UPS , considered a bellwether because it handles a big chunk of U.S. shipping, reported a drop in fourth-quarter profit but forecast a sharp increase in 2010 earnings. Its stock rose 0.4 percent to $58.64.

The S&P 500 is up for a second straight day after falling 6.2 percent in the last three weeks of January.

Exposure to emerging markets helped industrials Cummins Inc and Emerson Electric Co post rosy quarterly earnings.

Cummins stock jumped 7.1 percent to $50.25, and Emerson added 7.8 percent to $45.78. The S&P industrial sector <.GSPI> rose 1.3 percent.

This whole earnings season is all about, 'Is there top-line growth,' and some companies are showing it, said Frank Ingarra, portfolio manager at Hennessy Funds in Stamford, Connecticut.

This will help us going forward because if companies grow their top line, they will hire some more employees to drive sales and orders.

The Dow Jones industrial average <.DJI> gained 70.66 points, or 0.69 percent, to 10,256.19. The Standard & Poor's 500 Index <.SPX> added 7.80 points, or 0.72 percent, to 1,096.99. The Nasdaq Composite Index <.IXIC> was up 5.86 points, or 0.27 percent, to 2,177.06.

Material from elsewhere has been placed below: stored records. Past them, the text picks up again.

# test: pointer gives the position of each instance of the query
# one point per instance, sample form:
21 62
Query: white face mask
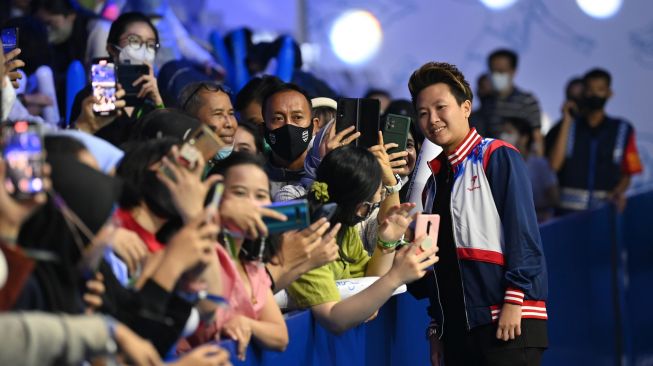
511 138
8 97
128 55
500 81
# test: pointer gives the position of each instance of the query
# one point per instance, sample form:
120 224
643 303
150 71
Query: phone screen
9 39
23 154
103 81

On the economic front, pending sales of previously owned U.S. homes edged up as expected in December, which could help calm fears of renewed weakness in the troubled sector.

Homebuilder D.R. Horton Inc jumped 8 percent to $12.84 after posting its first quarterly profit in almost three years, while the Dow Jones home construction index <.DJUSHB> advanced 5.7 percent.

Amazon.com Inc slid for a second straight day, falling nearly 3 percent and weighing down the Nasdaq. Traders feared a pricing battle it lost with publisher Macmillan could hurt sales volume growth for its Kindle e-reader.

Investors will also watch White House adviser Paul Volcker's testimony before a Senate panel. He's expected to urge lawmakers to curb risks taken by large banks, according to testimony obtained by Reuters. His comments could move bank stocks, which tumbled when reports on the proposal broke last month.

JPMorgan Chase & Co , up 1.9 percent to $40.38, was a top boost to the Dow industrials.

If (Volcker) backs off a little bit, or if people gain confidence (the proposal) is not going to be as pointed as it seemed when it was first announced, then maybe that will help the banks, said Peter Boockvar, equity strategist at Miller Tabak & Co in New York.